Fun is also at the heart of CL Pattison’s First to Fall (Headline) – if you’re prepared to suspend your disbelief and just enjoy this tale of murderous figure skaters. We open with a newspaper report about deaths “at the home of legendary German figure skater, Lukas Wolff” during an extreme blizzard. Wolff, we’re told, is famous “for a spectacular sequence of skating moves called ‘the Grim Reaper’”. Our heroine is Libby, a promising but poor young skater who jumps at the chance to go to Wolff’s training camp in the Bavarian forest. Wolff puts Libby and her fellow trainees through their paces, a harsh but brilliant taskmaster, until the blizzard descends, the mobile reception goes, and Libby’s fellow skaters start dying. Pattison is a great writer, Libby a brave and brilliant character, and it turns out that reading about tricky skating moves is more fun than I’d anticipated. Throw in a corker of an escape down an icy river and you’ve got yourself a winner.

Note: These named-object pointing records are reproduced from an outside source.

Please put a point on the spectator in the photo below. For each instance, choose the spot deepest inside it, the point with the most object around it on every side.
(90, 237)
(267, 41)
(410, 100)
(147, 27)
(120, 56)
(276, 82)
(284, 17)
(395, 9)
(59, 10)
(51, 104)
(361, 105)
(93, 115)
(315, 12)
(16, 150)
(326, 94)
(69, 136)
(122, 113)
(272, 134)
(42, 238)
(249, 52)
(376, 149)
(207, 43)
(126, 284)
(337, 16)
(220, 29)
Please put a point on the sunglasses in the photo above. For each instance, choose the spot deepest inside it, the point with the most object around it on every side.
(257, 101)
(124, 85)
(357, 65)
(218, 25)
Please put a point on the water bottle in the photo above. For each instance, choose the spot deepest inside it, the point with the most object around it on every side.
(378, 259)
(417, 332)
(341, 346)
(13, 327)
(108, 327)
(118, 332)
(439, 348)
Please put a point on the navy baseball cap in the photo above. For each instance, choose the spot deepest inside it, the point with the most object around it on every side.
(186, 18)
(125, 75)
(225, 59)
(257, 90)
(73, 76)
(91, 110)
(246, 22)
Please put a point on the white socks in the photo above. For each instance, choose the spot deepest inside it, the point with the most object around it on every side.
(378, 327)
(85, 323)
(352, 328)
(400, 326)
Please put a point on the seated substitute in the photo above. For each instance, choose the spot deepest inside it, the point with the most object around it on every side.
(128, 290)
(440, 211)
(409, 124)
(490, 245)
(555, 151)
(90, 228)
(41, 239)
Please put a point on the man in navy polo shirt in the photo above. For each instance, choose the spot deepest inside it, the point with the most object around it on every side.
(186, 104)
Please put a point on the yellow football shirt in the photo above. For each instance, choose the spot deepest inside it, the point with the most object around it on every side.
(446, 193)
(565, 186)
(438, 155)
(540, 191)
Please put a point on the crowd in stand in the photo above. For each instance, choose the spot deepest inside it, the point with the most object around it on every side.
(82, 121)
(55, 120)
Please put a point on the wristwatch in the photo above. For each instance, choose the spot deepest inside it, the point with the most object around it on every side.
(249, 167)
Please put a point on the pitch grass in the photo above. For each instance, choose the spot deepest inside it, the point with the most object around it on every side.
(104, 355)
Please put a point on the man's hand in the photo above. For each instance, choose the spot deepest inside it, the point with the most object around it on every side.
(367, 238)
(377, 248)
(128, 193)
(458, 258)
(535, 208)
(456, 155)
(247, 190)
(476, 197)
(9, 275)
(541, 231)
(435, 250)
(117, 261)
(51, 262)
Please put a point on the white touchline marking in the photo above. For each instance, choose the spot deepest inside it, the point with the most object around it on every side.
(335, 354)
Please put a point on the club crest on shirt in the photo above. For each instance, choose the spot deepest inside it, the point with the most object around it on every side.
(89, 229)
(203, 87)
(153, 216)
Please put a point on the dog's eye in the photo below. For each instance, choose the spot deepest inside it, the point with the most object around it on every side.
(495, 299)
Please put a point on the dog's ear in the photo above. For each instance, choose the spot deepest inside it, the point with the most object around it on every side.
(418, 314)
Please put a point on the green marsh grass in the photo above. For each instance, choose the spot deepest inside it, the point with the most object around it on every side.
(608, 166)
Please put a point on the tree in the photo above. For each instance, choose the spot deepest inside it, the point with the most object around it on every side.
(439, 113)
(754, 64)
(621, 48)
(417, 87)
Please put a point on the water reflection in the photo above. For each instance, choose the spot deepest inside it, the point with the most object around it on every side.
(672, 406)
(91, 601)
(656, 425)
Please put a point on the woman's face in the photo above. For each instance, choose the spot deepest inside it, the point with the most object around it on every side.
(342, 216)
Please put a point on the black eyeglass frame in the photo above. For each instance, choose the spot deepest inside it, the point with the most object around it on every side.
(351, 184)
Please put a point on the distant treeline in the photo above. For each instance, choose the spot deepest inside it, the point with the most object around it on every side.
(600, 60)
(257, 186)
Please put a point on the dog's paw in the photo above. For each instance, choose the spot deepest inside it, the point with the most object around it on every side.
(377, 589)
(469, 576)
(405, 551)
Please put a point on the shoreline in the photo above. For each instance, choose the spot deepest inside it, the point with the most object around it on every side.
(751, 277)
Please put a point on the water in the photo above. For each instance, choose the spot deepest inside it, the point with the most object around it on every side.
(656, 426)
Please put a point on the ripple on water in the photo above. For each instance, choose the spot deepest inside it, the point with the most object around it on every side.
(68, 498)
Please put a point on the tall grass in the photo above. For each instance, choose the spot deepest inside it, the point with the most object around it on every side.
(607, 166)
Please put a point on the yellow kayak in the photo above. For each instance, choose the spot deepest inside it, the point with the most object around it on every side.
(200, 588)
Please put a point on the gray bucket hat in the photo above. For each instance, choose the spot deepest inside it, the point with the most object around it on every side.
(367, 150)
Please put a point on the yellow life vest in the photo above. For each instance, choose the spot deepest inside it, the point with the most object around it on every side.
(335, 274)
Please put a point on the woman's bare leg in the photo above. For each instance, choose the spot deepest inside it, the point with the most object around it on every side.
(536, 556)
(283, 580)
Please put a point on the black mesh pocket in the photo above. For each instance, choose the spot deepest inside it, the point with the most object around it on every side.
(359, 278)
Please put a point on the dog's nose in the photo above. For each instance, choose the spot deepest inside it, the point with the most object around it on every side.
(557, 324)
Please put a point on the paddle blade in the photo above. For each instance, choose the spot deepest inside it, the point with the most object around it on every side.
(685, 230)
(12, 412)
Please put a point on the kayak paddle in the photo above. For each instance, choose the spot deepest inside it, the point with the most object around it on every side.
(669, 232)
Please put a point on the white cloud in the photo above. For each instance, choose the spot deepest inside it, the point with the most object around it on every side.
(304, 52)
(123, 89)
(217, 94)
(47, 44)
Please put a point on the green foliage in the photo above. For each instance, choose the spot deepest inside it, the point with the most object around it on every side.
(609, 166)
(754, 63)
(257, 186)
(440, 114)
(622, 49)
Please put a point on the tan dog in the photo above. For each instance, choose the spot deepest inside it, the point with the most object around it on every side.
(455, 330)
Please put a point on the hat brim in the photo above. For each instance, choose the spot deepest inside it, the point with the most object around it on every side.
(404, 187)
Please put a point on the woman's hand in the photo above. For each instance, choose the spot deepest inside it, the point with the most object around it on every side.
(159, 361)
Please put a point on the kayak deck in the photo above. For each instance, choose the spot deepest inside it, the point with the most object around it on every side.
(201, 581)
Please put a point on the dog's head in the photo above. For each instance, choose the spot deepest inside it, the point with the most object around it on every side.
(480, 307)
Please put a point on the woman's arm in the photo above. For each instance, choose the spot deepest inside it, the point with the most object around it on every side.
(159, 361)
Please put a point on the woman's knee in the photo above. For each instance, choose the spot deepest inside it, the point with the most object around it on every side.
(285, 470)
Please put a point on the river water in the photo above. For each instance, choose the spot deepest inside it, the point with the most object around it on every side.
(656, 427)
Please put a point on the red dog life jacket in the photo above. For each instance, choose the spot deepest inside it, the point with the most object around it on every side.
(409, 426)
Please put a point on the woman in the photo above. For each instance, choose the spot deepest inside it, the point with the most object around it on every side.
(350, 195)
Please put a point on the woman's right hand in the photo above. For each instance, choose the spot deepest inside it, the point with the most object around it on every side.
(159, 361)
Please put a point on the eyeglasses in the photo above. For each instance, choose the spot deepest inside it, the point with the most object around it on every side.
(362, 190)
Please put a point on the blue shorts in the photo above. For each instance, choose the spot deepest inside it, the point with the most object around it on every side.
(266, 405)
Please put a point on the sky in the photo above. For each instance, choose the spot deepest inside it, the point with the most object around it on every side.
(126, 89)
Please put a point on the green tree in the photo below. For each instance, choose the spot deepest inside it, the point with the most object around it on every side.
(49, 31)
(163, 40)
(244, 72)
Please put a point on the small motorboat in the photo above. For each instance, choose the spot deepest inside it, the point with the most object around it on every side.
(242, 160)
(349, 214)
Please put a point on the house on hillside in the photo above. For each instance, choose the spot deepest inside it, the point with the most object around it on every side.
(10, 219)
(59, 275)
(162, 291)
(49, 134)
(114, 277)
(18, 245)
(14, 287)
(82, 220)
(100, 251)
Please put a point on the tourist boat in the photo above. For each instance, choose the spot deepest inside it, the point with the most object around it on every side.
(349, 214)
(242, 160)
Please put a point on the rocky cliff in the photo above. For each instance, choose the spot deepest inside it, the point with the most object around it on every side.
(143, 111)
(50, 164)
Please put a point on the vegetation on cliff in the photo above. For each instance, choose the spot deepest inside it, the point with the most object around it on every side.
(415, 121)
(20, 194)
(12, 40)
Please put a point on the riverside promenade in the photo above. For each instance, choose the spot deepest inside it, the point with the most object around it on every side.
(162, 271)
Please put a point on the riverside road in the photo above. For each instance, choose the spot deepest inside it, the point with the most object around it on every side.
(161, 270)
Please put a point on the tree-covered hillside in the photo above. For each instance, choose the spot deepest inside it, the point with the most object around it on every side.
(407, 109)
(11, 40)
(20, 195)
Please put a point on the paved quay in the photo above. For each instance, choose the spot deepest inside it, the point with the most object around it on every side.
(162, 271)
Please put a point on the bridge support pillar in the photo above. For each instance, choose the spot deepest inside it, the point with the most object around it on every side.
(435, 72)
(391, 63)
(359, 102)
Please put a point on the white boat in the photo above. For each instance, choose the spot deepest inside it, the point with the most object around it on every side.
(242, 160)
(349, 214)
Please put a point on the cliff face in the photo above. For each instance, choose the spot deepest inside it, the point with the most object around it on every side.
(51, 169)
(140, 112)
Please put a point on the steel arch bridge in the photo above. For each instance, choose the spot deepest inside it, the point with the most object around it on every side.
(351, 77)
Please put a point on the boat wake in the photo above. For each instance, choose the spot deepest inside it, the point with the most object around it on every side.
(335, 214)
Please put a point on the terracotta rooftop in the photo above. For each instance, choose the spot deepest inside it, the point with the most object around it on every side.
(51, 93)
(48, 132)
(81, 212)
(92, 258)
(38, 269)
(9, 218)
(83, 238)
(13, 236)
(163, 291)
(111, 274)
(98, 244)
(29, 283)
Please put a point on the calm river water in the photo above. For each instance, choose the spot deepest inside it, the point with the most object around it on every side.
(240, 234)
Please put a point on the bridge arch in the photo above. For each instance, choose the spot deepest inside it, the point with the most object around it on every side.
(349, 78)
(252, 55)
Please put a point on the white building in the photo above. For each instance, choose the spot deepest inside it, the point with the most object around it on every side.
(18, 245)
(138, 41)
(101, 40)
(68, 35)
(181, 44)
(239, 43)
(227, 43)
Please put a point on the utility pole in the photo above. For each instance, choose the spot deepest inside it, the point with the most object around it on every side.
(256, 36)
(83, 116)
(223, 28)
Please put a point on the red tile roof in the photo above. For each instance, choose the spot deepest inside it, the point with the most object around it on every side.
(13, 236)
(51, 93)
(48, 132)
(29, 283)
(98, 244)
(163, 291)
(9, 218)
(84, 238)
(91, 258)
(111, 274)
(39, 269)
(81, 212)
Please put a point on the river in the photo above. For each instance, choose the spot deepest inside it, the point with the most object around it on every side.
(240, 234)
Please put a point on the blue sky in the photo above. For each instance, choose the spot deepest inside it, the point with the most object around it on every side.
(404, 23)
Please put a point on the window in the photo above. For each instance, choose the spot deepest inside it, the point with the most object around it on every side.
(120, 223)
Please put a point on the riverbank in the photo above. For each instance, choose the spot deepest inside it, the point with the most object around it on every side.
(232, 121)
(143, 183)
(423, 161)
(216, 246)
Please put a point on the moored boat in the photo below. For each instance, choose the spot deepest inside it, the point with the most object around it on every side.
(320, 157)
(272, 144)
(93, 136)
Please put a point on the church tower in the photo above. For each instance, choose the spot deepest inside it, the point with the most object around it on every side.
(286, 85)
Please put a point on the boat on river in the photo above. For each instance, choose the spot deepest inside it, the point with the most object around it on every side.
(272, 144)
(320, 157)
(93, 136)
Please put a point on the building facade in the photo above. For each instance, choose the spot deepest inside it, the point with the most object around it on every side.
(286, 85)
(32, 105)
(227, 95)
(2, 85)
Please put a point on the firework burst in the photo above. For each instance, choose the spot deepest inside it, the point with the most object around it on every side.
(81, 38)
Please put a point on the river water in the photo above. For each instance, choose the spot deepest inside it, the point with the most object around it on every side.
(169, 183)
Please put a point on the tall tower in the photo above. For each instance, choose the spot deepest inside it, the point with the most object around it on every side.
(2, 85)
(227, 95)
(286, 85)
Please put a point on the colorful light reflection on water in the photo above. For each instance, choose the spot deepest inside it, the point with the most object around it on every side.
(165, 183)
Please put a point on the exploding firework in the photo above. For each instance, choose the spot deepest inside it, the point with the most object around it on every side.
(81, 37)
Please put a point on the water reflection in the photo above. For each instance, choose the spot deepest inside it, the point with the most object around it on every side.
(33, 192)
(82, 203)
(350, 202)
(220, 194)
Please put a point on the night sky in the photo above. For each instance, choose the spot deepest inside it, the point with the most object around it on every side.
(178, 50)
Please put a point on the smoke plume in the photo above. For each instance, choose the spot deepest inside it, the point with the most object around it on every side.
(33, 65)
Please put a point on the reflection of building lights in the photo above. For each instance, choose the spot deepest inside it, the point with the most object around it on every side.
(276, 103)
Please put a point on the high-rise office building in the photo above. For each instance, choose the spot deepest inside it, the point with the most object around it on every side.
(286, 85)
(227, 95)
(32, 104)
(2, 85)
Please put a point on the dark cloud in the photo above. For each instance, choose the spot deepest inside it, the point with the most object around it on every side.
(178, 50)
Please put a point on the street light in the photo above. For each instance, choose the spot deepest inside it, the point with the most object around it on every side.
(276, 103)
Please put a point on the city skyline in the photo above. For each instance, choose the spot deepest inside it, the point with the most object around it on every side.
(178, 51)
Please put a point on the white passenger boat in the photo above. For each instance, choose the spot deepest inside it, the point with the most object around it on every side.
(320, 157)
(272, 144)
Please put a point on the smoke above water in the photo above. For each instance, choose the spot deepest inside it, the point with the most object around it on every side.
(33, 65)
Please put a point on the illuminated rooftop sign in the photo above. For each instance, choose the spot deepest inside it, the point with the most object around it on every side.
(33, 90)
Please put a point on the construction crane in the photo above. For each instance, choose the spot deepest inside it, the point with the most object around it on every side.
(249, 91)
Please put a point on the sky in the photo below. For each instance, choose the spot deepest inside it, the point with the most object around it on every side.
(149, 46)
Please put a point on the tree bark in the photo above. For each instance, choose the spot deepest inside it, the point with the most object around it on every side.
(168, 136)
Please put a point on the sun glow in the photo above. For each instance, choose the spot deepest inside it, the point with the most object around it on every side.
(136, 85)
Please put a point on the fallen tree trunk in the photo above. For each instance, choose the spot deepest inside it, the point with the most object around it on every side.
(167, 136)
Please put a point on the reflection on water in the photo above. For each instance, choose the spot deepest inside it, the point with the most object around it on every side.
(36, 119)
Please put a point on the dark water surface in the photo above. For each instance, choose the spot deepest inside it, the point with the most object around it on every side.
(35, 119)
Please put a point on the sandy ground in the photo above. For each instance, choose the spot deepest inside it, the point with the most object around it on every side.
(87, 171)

TM Logan’s The Daughter (Zaffre) opens with any parent’s nightmare. Lauren arrives to pick up her daughter from university. It’s the longest she’s ever been apart from Evie – 10 weeks – but she was excited for her daughter to venture out into the world, “safe, shallow waters before the open ocean”. But Evie isn’t in the room where Lauren dropped her off; another student lives there. She isn’t answering her phone. No one seems to know who Evie is; everything’s being shut down for Christmas. And then a university official tells Lauren that Evie withdrew from her course more than a month ago. The police, and university, aren’t too worried: not everyone wants their parents to know where they are, and Evie is an adult. But “I know Evie would not have just disappeared from her life. Would not have missed a family Christmas, her little brother’s birthday, a chance to catch up with her friends from home.” So Lauren begins investigating Evie’s disappearance herself. Sometimes an excellent premise like this doesn’t quite deliver when it comes to the payoff. Here, Logan juggles a large number of narrative threads to explain what’s happened to Evie, and just about keeps them in check for an explosively enjoyable finale.
There is another fabulous premise, and another dark female protagonist, in Snæbjörn Arngrímsson’s One True Word (Pushkin Vertigo). I mean, who among us hasn’t felt like abandoning their partner on a deserted island for the night when they’ve been super annoying all day? That’s what plays out in this Icelandic thriller, in which Júlía does exactly that to her husband, Gíó, driving off in a temper in a motor boat to leave him alone in the middle of a freezing fjord in the midst of winter. When she has qualms a little later (“What had I done? What was I thinking?”), she motors back out to rescue him – but Gíó is gone. Júlía delays telling the police about his disappearance, and when she finally does, they don’t take it seriously until his coat is found on a beach. As suspicion builds about her actions, we start to realise there might be more to Júlía (and to Gíó’s disappearance) than she’s telling us. “Bread and water, a hard cot and a view between iron bars, that would be life for the foreseeable future,” she says as she’s questioned by police. “That is, if it’s a crime to temporarily abandon your deceitful husband on a deserted island.” A bestseller in Iceland, One True Word is translated by Larissa Kyzer and is a lovely slice of icy winter chill.